Located solidly off of any interstate, Laurel-Snow is a beautiful little pocket of the gorges of Walden Ridge in the eastern Cumberland Plateau. It gets it name from 2 waterfalls in the area and is also the first National Recreation Trail designated in Tennessee. Laurel-Snow also contains a section of the Cumberland Trail, although it doesn’t yet directly connect to any other part of the the CT.
The entire area has about 11 miles of trails situation in a ‘Y’ shape. About 1.5 miles in, the trail forks. The right fork takes you to Laurel Falls and Bryan Overlook and the left fork takes to you Snow Falls and Buzzard Point. You’ll find Henderson Creek campsite near the fork and a campsite near each of the waterfalls (water sources near all sites). Doing the entire trial system in an overnight is a bit of a push, but very doable.

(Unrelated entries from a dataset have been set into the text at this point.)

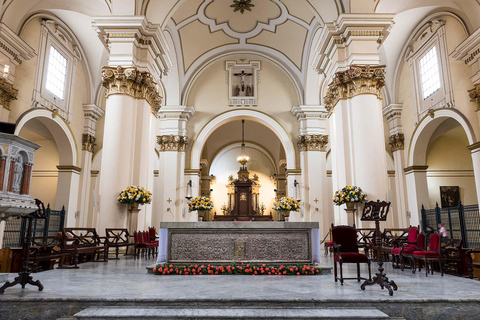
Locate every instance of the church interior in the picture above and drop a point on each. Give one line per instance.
(254, 130)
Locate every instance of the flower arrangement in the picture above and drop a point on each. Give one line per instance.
(349, 194)
(135, 194)
(234, 268)
(200, 203)
(286, 204)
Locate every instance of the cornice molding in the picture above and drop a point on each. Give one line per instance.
(172, 143)
(7, 93)
(355, 81)
(313, 142)
(132, 82)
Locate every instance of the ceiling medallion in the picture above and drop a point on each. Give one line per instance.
(242, 5)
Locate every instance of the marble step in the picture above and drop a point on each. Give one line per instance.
(132, 313)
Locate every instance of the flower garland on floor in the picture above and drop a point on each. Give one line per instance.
(235, 269)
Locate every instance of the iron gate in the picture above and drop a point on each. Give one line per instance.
(461, 222)
(15, 229)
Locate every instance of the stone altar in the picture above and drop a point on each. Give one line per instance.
(238, 241)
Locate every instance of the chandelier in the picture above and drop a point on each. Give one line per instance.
(243, 158)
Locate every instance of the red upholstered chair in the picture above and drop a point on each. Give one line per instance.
(433, 254)
(346, 251)
(411, 244)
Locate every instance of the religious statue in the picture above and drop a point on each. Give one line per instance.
(249, 91)
(18, 174)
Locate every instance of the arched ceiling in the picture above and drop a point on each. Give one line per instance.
(205, 29)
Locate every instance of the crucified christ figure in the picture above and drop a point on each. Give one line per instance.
(242, 76)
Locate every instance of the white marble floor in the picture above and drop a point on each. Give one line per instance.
(127, 279)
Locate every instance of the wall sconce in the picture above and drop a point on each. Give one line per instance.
(189, 190)
(6, 71)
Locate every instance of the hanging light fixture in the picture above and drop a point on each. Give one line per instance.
(243, 158)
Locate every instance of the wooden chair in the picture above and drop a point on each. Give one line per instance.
(431, 255)
(473, 262)
(346, 251)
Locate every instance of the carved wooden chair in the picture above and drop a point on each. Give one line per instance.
(346, 251)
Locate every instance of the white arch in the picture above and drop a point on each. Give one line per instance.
(247, 114)
(61, 132)
(423, 133)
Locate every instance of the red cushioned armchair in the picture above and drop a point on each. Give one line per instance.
(433, 254)
(406, 248)
(346, 251)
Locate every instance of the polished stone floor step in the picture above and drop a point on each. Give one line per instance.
(132, 313)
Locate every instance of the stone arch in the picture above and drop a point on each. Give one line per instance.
(246, 114)
(423, 132)
(60, 130)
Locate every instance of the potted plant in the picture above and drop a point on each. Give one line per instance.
(200, 203)
(287, 205)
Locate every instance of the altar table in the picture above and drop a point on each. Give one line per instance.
(239, 241)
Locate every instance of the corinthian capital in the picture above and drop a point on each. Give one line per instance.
(397, 142)
(172, 143)
(353, 82)
(313, 142)
(132, 82)
(7, 93)
(475, 95)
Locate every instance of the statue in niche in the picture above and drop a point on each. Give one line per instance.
(249, 91)
(18, 174)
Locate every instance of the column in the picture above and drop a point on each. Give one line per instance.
(172, 140)
(475, 150)
(354, 97)
(91, 114)
(67, 196)
(393, 112)
(132, 95)
(312, 143)
(417, 192)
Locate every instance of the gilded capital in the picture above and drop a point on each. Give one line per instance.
(172, 143)
(88, 142)
(397, 142)
(313, 142)
(353, 82)
(132, 82)
(475, 95)
(7, 93)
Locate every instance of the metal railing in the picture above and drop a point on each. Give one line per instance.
(461, 222)
(15, 229)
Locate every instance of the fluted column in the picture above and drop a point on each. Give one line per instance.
(172, 140)
(91, 114)
(312, 144)
(356, 124)
(393, 113)
(133, 101)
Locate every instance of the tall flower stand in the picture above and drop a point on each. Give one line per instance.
(192, 216)
(132, 213)
(295, 216)
(377, 211)
(351, 210)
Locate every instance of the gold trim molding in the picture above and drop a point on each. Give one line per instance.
(88, 142)
(172, 143)
(7, 93)
(313, 142)
(397, 142)
(132, 82)
(475, 96)
(355, 81)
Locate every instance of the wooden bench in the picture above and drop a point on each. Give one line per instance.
(118, 238)
(78, 243)
(45, 252)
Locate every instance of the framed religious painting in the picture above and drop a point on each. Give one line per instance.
(449, 196)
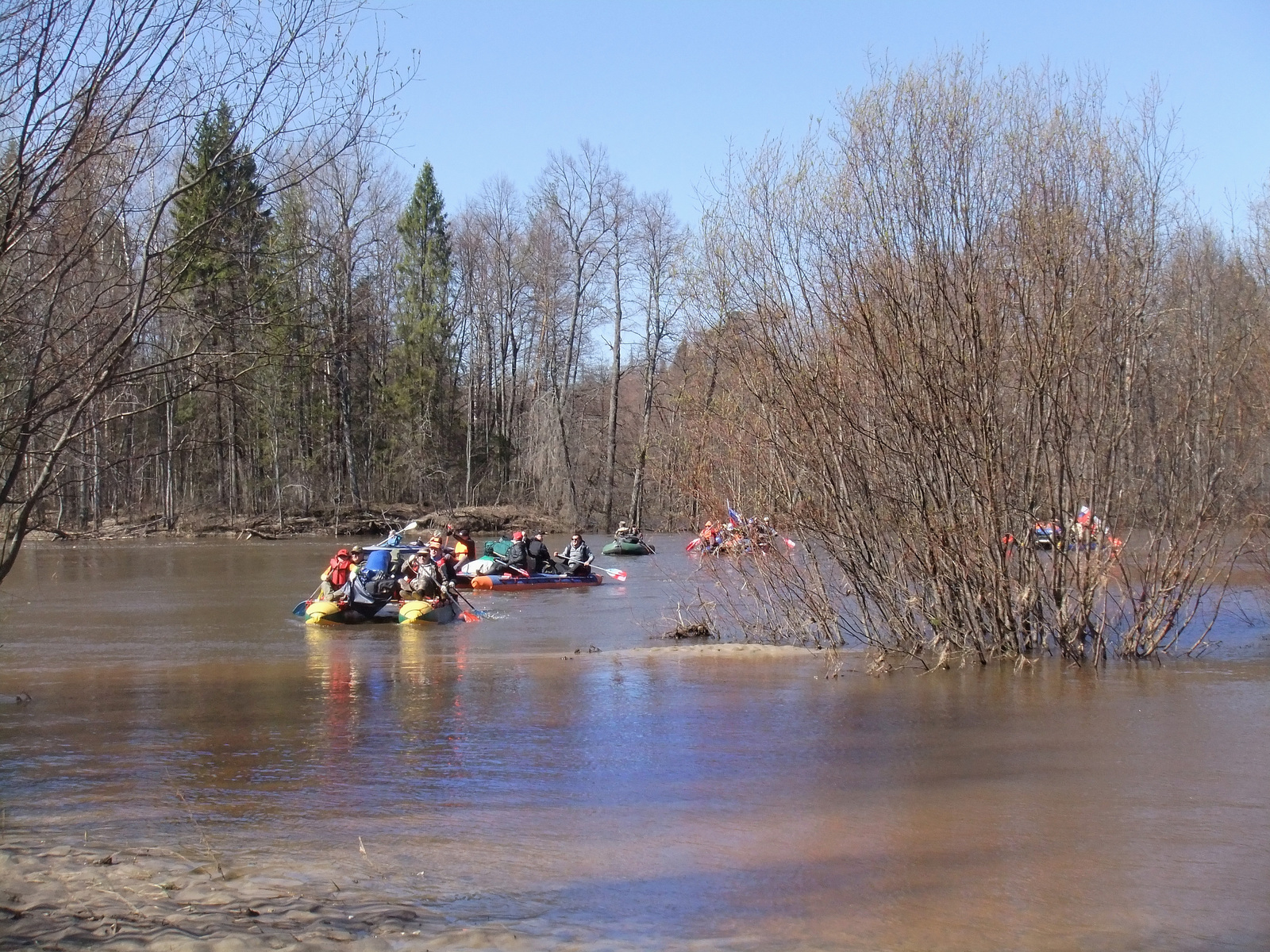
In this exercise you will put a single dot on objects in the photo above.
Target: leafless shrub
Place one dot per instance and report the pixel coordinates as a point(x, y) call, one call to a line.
point(972, 311)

The trails are marked relatively well, but it’s very easy to get turned around or wander off on a fake trail, especially as you wander deeper into the area. I would highly recommend having the free Gaia GPS app, which helped us stay on track.

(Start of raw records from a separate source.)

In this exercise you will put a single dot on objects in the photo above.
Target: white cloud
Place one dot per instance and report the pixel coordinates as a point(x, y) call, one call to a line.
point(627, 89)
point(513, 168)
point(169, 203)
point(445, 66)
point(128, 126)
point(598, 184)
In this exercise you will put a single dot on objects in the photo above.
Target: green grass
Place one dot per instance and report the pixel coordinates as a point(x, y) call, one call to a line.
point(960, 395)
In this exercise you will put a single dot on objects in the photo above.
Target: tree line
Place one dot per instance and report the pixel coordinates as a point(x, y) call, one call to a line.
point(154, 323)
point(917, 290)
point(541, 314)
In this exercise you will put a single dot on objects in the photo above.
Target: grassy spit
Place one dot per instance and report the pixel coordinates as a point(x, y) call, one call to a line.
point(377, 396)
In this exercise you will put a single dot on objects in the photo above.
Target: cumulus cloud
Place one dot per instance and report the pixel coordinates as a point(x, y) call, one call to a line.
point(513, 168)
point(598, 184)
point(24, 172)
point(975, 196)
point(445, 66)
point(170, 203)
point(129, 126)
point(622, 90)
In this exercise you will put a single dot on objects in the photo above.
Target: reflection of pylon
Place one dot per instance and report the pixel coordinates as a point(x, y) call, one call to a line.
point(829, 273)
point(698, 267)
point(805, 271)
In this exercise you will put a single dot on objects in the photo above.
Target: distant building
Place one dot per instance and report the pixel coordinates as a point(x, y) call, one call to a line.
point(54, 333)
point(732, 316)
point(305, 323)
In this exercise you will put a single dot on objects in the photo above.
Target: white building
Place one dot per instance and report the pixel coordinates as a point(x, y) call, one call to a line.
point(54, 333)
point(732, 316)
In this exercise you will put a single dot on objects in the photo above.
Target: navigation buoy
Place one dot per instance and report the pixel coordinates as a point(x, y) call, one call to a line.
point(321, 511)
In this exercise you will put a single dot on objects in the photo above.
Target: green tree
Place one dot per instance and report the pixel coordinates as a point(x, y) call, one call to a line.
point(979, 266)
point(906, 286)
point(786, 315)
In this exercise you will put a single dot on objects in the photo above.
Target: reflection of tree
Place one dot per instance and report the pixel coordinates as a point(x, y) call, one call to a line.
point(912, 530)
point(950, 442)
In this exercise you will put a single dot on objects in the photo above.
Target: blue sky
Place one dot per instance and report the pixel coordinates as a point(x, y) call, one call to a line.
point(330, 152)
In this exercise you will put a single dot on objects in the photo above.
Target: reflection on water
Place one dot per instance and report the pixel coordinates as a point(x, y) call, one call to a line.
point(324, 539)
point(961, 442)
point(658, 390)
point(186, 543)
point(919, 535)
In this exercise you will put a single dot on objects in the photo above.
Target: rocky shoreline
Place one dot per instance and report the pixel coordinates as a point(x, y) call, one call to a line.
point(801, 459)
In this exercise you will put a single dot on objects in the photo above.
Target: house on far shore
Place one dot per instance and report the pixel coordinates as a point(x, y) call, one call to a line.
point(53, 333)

During the first part of the trail, you’ll find remnants of Richland Mine as you meander along Richland Creek. Even with water levels low, this waterway is stunning with its enormous boulders and trickling cascades. We veered left towards Snow Falls and soon came upon the longest metal footbridge I’ve ever crossed at 150 ft. Three connected bridges zig-zagged over the boulder-filled Richland Creek gorge. The trail gets slightly overgrown in this area, basically meaning that the poison ivy is all up on your feet and legs. Take the dirt/jeep road to get to Buzzard Point; it’s definitely worth it the 180 degree views of the gorge and Chickamauga Lake in the distance.
We camped at Morgan Creek, a peaceful site near Snow Falls. You can access the base and the top of the small fall. Because the water level of Morgan Creek was low, we got to hang out in the creek bed and take it all in.

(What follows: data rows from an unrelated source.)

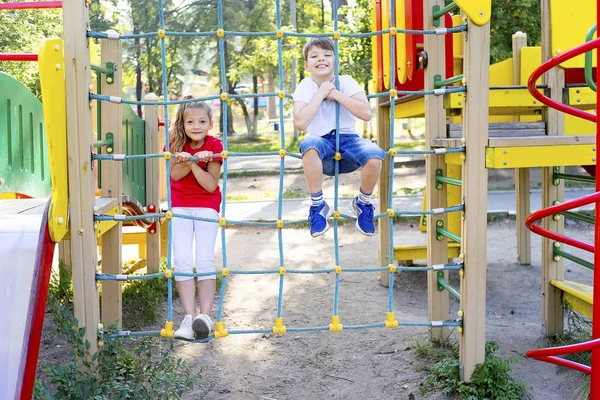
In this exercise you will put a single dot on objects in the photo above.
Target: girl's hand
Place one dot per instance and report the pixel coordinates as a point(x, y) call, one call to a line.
point(183, 158)
point(204, 156)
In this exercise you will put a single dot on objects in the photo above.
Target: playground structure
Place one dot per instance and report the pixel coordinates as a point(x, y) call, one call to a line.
point(446, 161)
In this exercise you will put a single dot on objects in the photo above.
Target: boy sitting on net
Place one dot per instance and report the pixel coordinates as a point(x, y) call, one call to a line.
point(315, 111)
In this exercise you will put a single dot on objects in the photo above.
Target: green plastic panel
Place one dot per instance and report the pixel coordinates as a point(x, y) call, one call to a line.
point(133, 141)
point(24, 165)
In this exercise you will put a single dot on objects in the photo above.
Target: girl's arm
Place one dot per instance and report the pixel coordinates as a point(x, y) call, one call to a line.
point(358, 104)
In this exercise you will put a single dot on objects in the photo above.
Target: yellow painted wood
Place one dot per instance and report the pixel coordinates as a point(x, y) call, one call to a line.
point(104, 226)
point(410, 109)
point(538, 156)
point(400, 42)
point(580, 297)
point(479, 11)
point(569, 26)
point(412, 252)
point(385, 24)
point(52, 81)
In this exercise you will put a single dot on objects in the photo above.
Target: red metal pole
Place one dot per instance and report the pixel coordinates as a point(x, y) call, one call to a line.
point(30, 5)
point(595, 370)
point(17, 57)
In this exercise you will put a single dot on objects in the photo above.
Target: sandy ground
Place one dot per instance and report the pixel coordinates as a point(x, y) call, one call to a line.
point(354, 364)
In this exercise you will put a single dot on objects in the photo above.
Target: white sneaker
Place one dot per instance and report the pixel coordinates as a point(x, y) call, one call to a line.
point(185, 330)
point(202, 326)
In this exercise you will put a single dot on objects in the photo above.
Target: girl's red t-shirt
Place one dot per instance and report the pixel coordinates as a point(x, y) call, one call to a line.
point(187, 192)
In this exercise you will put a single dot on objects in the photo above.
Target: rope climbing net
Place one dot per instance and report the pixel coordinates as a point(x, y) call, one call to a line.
point(279, 328)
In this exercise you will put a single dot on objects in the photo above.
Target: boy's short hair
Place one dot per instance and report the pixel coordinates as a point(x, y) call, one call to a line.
point(320, 42)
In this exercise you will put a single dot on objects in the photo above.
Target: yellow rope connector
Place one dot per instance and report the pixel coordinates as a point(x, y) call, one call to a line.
point(279, 328)
point(220, 330)
point(390, 321)
point(335, 325)
point(167, 331)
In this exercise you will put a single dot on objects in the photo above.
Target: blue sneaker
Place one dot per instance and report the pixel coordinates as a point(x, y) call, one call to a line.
point(317, 218)
point(364, 217)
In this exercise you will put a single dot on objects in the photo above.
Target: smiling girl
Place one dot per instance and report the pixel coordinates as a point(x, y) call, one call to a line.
point(195, 193)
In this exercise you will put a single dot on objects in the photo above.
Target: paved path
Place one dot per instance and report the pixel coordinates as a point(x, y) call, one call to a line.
point(294, 209)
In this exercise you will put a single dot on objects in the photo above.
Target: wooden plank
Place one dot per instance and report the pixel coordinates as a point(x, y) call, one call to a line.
point(552, 312)
point(81, 173)
point(153, 183)
point(112, 185)
point(435, 127)
point(384, 141)
point(475, 178)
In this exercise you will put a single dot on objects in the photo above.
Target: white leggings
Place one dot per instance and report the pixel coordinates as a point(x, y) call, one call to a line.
point(205, 235)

The next morning, we retraced our steps back to the trail fork and headed then headed towards Laurel Falls. You’ll climb out of a gorge, traverse some pretty amazing rock structures and climb through a little rock tunnel, which was especially fun with a loaded pack on your back! Laurel Falls was just a trickle, but the shelf-like rock that formed it was stunning regardless of the water level. We relaxed on the car-sized boulders before heading back to the trailhead.
The only bummer about these trails is that you have to do a lot of backtracking to see everything. You end up basically doing every trial twice. Oh, and poison ivy and ticks. Lots and lots of poison ivy and seed ticks. (I may have found a tick TWO days later attached near my armpit 🤢)
There were lots of people coming to swim in the creek, so that means there was trash, especially along the first 1.5 miles. Please remember to #recreateresponsibly and #leavenotrace. PICK UP TRASH Y’ALL.
Laurel-Snow is a complete winner, just make sure you have a plan, a map and plenty of water (all things you should have for any hike anyways!)
Distance from Nashville: 2 hr 45 min
Trailhead: Pocket Wilderness Road off of Back Valley Rd near Dayton, TN
Trail: Laurel-Snow Trail
Length of trail: 3.3 miles (one way) to end of Laurel Falls Spur Trail, 4.8 miles (one way) to end of Snow Falls Spur Trail. My route was 15.5 miles, split over 2 days
Link to trail map: Laurel-Snow Section of CT
Camping: Henderson Creek (near split of trails), Morgan Creek (near Snow Falls – were I camped), Laurel Creek Campsite (near Laurel Falls)
Overview: Challenging, yet rewarding hike to 2 beautiful falls with a couple overlooks, neat-o rock structures, and a loooooong 150ft foot bridge.